Dzisiaj skłoniona małymi piątkowymi przemyśleniami- w końcu jestem. Co prawda nie po angielsku, ale mam nadzieję, że taka wersja odda sens moich myśli równie dobrze.
Wiele razy pisałam o swojej pasji, bo jakby nie patrzeć, to miejsce właściwie dlatego powstało. Zawsze chciałam się dzielić swoimi zainteresowaniami i przemyśleniami związanymi z nimi. Człowiek się zmienia, a wraz z nim jego pasja. I jakkolwiek by to nie brzmiało moja na przestrzeni kilku lat studiowania też w jakiś sposób się zmieniła.
Dzisiaj rozmawiałam ze znajomą z pierwszego roku. O przedmiotach, kolokwiach, sesjach i książkach. I powiem Wam szczerze, że patrząc na nią przypomniałam sobie siebie kiedy to przyszłam na studia. Taka świeża, z wielką pasją, ambicjami i wielkimi marzeniami. Teraz też mam pasje, wielkie marzenia i ogromne ambicje. Ale myślę, że trochę to coś innego niż było.
Ciężko to opisać. W każdym razie zdałam sobie sprawę, że człowiek przechodzi przez wiele sytuacji. Sytuacji, w których jest oceniany, w których widzi różnych ludzi, ich zdolności i predyspozycje. Czasami spotykają nas sytuacje, które bezpośrednio w nas uderzają, które mają bezpośredni wpływ na nasz rozwój.
Myślę, że moja pasja jest nadal silna. A z roku na rok zarówno chęci jak i zaangażowanie do nauki i bycia coraz lepszym wzrasta. Zapewne Ty jak i ja mieliśmy w swoim życiu wiele sytuacji, gdzie ktoś w nas chciał zgasić te wielkie chęci, które mamy, zapał do robienia czegoś, co daje nam tak wielką radość. I myślę, że takie sytuacje wiele pokazują. Zarówno udowadniają nam, że pasja którą mamy faktycznie jest dla nas ważną rzeczą, bo potrafimy o nią walczyć i nie zrażamy się. A z drugiej strony to pewien test charakteru. Coś co sprawia, że z jeszcze mocniej walczymy, jeszcze mocniej się staramy i jeszcze bardziej potrafimy czerpać radość z danego zadania.
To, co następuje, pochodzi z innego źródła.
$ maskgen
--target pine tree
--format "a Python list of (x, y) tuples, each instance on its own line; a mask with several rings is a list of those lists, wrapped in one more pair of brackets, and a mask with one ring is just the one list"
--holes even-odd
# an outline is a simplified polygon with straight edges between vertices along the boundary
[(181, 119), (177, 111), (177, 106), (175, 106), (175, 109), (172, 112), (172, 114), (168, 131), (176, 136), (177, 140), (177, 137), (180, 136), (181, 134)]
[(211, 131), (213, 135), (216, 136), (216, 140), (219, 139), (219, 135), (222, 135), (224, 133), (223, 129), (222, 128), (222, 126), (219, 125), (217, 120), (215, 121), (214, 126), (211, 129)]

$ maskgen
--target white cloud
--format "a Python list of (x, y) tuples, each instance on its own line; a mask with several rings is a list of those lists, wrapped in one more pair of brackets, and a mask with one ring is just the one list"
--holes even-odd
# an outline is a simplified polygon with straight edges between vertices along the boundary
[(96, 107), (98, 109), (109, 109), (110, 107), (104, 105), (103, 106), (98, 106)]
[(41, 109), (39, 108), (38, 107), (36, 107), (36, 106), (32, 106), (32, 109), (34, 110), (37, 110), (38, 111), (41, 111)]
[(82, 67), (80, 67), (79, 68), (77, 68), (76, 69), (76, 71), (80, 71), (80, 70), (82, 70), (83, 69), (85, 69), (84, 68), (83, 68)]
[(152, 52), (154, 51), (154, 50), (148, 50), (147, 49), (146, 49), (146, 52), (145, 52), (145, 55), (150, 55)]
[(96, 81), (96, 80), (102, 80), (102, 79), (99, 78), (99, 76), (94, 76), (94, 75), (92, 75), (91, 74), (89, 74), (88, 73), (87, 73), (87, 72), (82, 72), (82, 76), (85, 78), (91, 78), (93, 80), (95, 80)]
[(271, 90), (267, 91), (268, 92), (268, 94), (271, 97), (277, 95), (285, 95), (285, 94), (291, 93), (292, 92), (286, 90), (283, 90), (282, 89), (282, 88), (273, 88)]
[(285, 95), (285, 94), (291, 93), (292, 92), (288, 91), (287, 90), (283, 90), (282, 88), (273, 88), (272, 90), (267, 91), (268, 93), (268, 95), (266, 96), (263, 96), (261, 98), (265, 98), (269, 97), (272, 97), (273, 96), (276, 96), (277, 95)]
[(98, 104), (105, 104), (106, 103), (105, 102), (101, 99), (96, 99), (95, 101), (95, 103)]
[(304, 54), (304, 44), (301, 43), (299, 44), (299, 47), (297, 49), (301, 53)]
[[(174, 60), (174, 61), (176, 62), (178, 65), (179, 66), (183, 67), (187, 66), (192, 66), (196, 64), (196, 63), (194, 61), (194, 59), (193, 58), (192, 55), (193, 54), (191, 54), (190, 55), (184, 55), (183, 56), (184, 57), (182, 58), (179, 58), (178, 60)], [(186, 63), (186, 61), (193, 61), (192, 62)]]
I do czego zmierzam ? Moja pasja nie jest już może taka świeża jak koleżanki z pierwszego roku. Nie jest już taka, jak była wcześniej. Zmienia się razem ze mną. Jest jeszcze silniejsza, można rzec dojrzała i bardzo świadoma. Mimo zniechęcających słów ludzi potrafię jej bronić i nie zrażam się. Mimo częstego nadmiaru obowiązków, który wydaje się momentami przytłaczający- nie wyobrażam sobie siebie na innych studiach. Mimo trudności, lubię się uczyć i wracać do kolejnych zadań. Bo wiem, dokąd prowadzi mnie droga, którą sama wybrałam. Mam świadomość swoich celów i lubię pracować. Lubię się rozwijać. Dla samej siebie. Nie dla kogoś.
I Wy też nigdy się nie poddawajcie. Rozwijajcie się i wierzcie w swoje możliwości. Wierzcie w swoje pasje. Nawet jeśli ona zmienia się na przestrzeni lat- dbajcie o nią i o to co daje wam radość. Bo wielokrotnie to nie tylko przynosi radość Nam, ale też ludziom wokół nas. ;)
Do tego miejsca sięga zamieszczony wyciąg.